The debate is on the table and at certain ages, it is very difficult to find a balance between space, personal privacy and the safety of our children. If you are a father, you will know exactly what I mean. What is our son doing with his phone? Do we really know? The current educational trend urges (properly, by the way) to leave room for children, who are they who, based on experience, make their own decisions in life. However, the current threats have nothing to do with what we live in our childhood: the Internet is a field open to anyone, criminals included, and minors do not have to know that there are bad people with the ability to harm them.
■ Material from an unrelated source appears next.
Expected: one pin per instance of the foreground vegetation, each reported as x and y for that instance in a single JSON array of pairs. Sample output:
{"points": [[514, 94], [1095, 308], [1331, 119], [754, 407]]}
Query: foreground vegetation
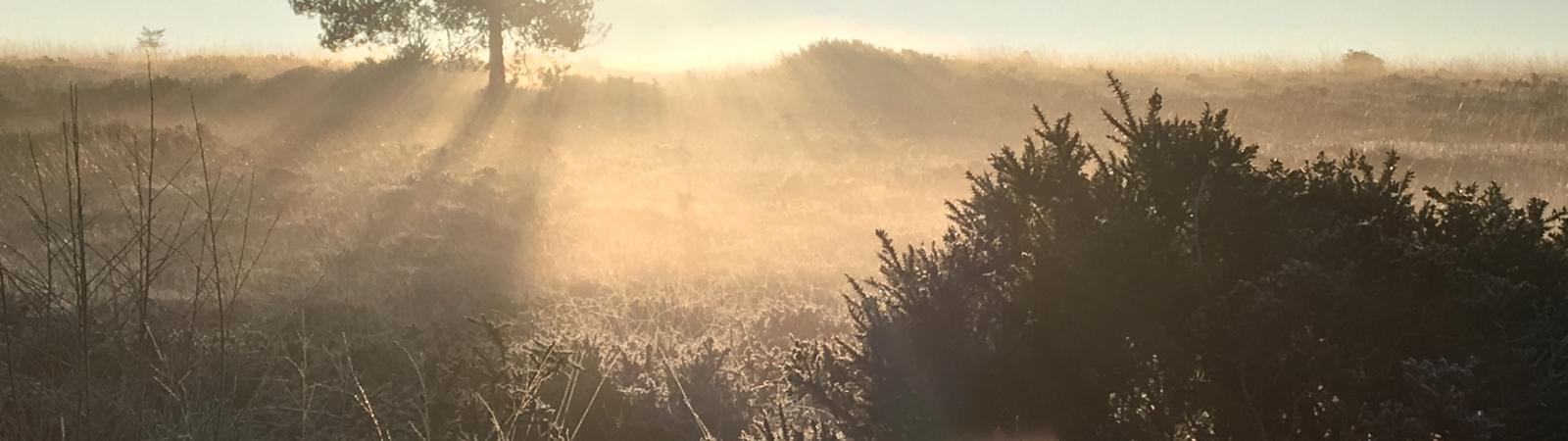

This resounding testimony of Christopher Null in Wired I got a lot of attention, especially for the clarity of their arguments: at the author's home, both his wife and him, had made it clear to their children that the devices they used were not their property and, consequently, they could supervise them at will Many will see an intrusive maneuver in even disrespectful of the child or adolescent, but it is precisely the opposite. Why should you actively monitor your children's devices?
By common sense
Who has not encountered an image on the web or your email or WhatsApp that you wish you had never seen? Adults, with our resources, are susceptible to having a bad drink on the web, but we have the ability to ask for help or respond to possible aggression. A minor has none of this. In a world in which the digital has almost more weight than the real thing, an aggression, threat, or criminal proposal, can place our children in a distressing situation where they can give an answer that puts their integrity at risk.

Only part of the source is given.